I've always thought that gridlock is partly a product of all the micro-pauses between seeing the car in front of us move and reacting to that. A grid system might be able to eliminate these pauses and hence remove what seems to me, a major cause of congestion. A grid might also be able to help with other similar traffic bottlenecks, such as merging and changes in direction. The only problem is, you'd have to give up some control of your car when in heavy traffic - but hey, you never had much anyway.

Kablooie (0)

Anonymous Coward | more than 4 years ago | (#27893801)

tanks and airplanes are running around

Ah! AH! AHHHHHHHHHHHHHHHH!

Seems like a good idea that needs some more work (1)

Zitchas (713512) | more than 4 years ago | (#27894003)

I think this is an excellent idea, so long as there are limits to it. For instance, the network should NOT be connected to, or capable of connecting to, the actual functioning of the vehicle. Worst case example being it should NOT be even vaguely possible for someone to hack into your car and turn off the engine. Or slam on the brake/gas.
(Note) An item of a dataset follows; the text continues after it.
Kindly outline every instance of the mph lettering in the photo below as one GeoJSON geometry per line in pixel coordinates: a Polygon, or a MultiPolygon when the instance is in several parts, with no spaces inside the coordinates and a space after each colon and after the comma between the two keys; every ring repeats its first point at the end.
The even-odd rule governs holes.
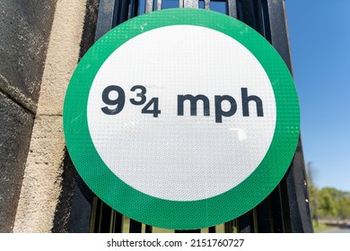
{"type": "MultiPolygon", "coordinates": [[[[147,89],[144,86],[135,85],[130,89],[130,92],[135,92],[135,98],[129,99],[132,105],[141,106],[145,104],[142,108],[141,113],[152,114],[153,117],[158,117],[158,115],[162,114],[162,110],[159,108],[159,98],[152,97],[151,100],[147,99],[147,89]]],[[[241,95],[243,117],[250,116],[249,103],[255,104],[257,117],[264,117],[263,102],[259,97],[249,95],[248,88],[241,88],[241,95]]],[[[223,123],[223,117],[232,117],[236,114],[237,102],[233,97],[230,95],[214,95],[214,98],[216,123],[223,123]],[[226,106],[224,103],[226,103],[226,106]]],[[[101,108],[101,109],[106,115],[118,115],[123,110],[126,104],[126,93],[124,90],[118,85],[107,86],[102,91],[101,99],[106,106],[101,108]],[[113,99],[112,97],[116,97],[116,94],[117,98],[113,99]]],[[[198,102],[202,102],[203,104],[203,115],[210,116],[210,101],[209,99],[203,94],[198,94],[197,96],[192,94],[178,95],[178,116],[184,116],[185,104],[187,103],[189,103],[190,116],[197,116],[198,102]]]]}
{"type": "MultiPolygon", "coordinates": [[[[242,105],[242,115],[243,117],[249,116],[249,106],[250,101],[255,102],[257,106],[257,116],[264,117],[263,103],[259,97],[255,95],[248,96],[248,88],[241,89],[241,105],[242,105]]],[[[178,95],[178,116],[184,115],[184,103],[185,100],[189,101],[190,115],[197,116],[197,101],[203,102],[203,115],[210,116],[210,105],[209,99],[206,95],[197,95],[196,97],[190,94],[178,95]]],[[[237,111],[237,102],[233,97],[229,95],[215,95],[214,96],[214,110],[215,110],[215,122],[222,123],[223,117],[233,116],[237,111]],[[223,110],[223,102],[228,102],[230,108],[223,110]]]]}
That being said, being able to read/broadcast status reports would be good. Such as letting the driver behind me know that I just slammed on the brakes. I know tail lights are supposed to do that, but anyway. Or possibly acting like the yellow flag at the racetrack : "a car 500m ahead just lost control, be careful". Likewise, for areas subject to snow storms, fog, or other conditions of poor visibility, such tracking would be *very* appreciated just knowing how far away the next car is in front/behind. Likewise, if such a mesh network was actually part of the internet, it could conceivably make it possible to connect to the internet, access it, and whatnot without going through *any* ISP. On the one hand, the potential for tracking should worry the privacy and rights advocates, and with good cause. On the other, such distribution of networking could also enable rights and privacy, since it'd be hard to track anything through such a constantly changing network, and even harder to filter anything. I would say it pretty much eliminates the option of filtering our internet. All that being said, I'm not too sure what the connection is with the electrical grid, aside from the potential of "smart" use of electricity, which would be good.